You could indeed have a spreadsheet to do calculations and reference
some other spreadsheet by name. This has the obvious problem that
it's not very flexible.

Or, you could write a function-type macro in Visual Basic; this is
called a user-defined function or UDF, and you call it just like any
other function.
 
F

Frederic LE GUEN - MVP Excel

I think you're combining two different memories, both of which are
still supported.

You could indeed have a spreadsheet to do calculations and reference
some other spreadsheet by name.  This has the obvious problem that
it's not very flexible.

Or, you could write a function-type macro in Visual Basic; this is
called a user-defined function or UDF, and you call it just like any
other function.

I wrote this function to solve its problem
Function InsertDateAndTime()
InsertDateAndTime = Date & " " & Time
End Function

It works :)
 
S

Salmon Egg

DanielCo said:
Have a look at Chip Pearson's page :
http://www.cpearson.com/excel/LatLong.aspx
Daniel

Maybe I was not very clear. The object of my post WAS NOT to solve a
trigonometry problem. It was to find out how to use a spreadsheet
snippet to produce a callable function. You, for instance, select a cell
or group of cells to call the function. In the first cell you have a
function call =myFunction(x,y). this calls the spreadsheet snippet. The
snippet calculates the value of the function and returns it in adjacent
cells.

--

Sam

Conservatives are against Darwinism but for natural selection.
Liberals are for Darwinism but totally against any selection.
 
S

Salmon Egg

I don't think that I am confused on that particular point--but there can
be other points.

There were were full fledged macrosheets that would allow complicated
calculations and operations. Among other things, it could do all kinds
of things to set up spread sheets with formatting etc. It amounted to a
full fledged computer language, but not intuitive. It was so unnatural,
that Visual Basic was a snap in comparison.

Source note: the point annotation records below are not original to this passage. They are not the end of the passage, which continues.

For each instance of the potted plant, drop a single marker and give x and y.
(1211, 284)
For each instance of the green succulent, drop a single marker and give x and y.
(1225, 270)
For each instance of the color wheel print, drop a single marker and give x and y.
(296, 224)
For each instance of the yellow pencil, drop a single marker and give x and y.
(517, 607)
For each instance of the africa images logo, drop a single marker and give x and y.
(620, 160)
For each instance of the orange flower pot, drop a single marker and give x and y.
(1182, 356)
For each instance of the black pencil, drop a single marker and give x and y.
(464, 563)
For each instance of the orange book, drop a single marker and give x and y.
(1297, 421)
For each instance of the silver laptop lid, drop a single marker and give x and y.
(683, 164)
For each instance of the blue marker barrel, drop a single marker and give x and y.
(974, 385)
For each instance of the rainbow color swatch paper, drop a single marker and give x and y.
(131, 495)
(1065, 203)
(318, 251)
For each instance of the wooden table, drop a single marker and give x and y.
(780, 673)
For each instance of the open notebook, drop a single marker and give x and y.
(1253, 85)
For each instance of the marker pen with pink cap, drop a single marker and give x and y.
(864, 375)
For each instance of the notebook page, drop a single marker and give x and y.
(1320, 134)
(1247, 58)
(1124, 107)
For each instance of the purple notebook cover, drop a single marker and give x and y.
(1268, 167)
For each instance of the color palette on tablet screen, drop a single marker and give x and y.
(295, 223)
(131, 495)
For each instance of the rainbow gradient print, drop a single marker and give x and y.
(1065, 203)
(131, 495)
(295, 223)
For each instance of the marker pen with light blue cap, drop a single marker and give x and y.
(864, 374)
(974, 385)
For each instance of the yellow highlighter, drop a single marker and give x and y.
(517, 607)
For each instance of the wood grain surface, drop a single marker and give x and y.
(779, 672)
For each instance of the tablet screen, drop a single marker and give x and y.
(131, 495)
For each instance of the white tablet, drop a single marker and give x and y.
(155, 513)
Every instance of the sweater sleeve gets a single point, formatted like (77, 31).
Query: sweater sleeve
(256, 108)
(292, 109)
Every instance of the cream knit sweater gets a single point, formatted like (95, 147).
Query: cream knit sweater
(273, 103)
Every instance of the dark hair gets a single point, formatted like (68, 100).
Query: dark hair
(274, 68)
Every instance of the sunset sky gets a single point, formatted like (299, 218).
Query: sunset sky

I am talking about a small spreadsheet that used local variables or
cells to hold data. The call would enter arguments for the function.
There wore numerical results at the end that would be placed in a cell
which listed the call.

--

Sam

Conservatives are against Darwinism but for natural selection.
Liberals are for Darwinism but totally against any selection.
 
D

DanielCo

Sorry for misunderstanding. You can't use a function to do it. A
function returns the result in the cell where it has been entered, like
any inbuilt Excel function. You may use an event macro to be triggered
when you enter data in one or more cells.